Форс не уехал. Так и стоял, так и смотрел, как его оставляю я.
*
Я с самого начала, еще с первой ночи знала, что, если однажды Крейдена придется вырывать из своей груди, будет плохо. Но я ошиблась. Было совсем плохо. Ни разу в жизни я не ощущала столь тотальной беспомощности, потерянности, будто оказалась заперта в лабиринте с отсутствием выходов. Прямо сейчас, сидя на кровати в своей комнате отцовского дома, я не была способна ни двигаться, ни говорить, ни даже ответить самой себе на вопрос: кто я, зачем я.

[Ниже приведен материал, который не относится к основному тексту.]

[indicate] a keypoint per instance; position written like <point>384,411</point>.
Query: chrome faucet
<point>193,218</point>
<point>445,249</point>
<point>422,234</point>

И ведь все мои реакции были правильными, слова оправданными: приоритеты – вот что главное. Семья, те, кого любишь, их безопасность. Беда заключалась в том, что его я любила тоже. И до сих пор не могла понять, как настолько важную деталь, как «я Девентор», можно было оставить за кадром, подвергая меня опасности каждую нашу встречу? Наверное, он хотел счастья – для себя, для нас. Наверное, понимал, что его признание сделало бы наши встречи невозможными, знал меня слишком хорошо. Все аргументы против верные, все прозвучавшие фразы правильные, а на душе гнилое болото. Сердце хотело назад, разум уверял – нельзя. И последнее его смс на телефоне «Буду» – как финальная черта. Лучше бы он не «был», лучше бы не пришел – может, у нас до сих пор оставался бы шанс.
Мне себя, размазню, однако, следовало поднять с кровати, мне, развалине, надлежало действовать, потому что время утекало. И опасность для нас с отцом из эфемерной превращалась в реальную.
*
«Номер не обслуживается».
У меня был ее старый номер, Алии. Остался в памяти телефона еще со времен работы в магазине. И если она его сменила, то забыла оставить новый – этот факт вызывал у меня желание нервно рассмеяться. Это все равно, что похитителю попросить огромный выкуп, но забыть указать место, куда его нужно принести. Идиотизм, честное слово.
«…не обслуживается».
Конечно, станция «Мобиком» закрылась, номера, начинающиеся на семь один, давно не действуют. Где искать ее новый? У кого?
Всплыли в голове недавно просмотренные фото из Фотограмм.
Итан номер не поменял. Он вообще всегда был излишне педантичен. Не гибок – я так это теперь воспринимала. И на мой звонок ответил после четвертого гудка.
– Привет.
– Привет.
Я не стала его спрашивать о том, как жизнь – меня это не интересовало.
– Мне нужна твоя помощь, – пояснила сухо, – я ищу номер телефона Алии.
И тишина. В трубке молчаливая укоризна, растерянность, недовольство.
– Ви… Знаешь, ревность – это не по-взрослому.
От слова «ревность» я опешила. Какая «ревность»? Что это вообще? И совершенно некстати захотелось ощутить вокруг себя руки Форса – теплые, стабильные. Мой мир бы сразу вернулся на правильную орбиту.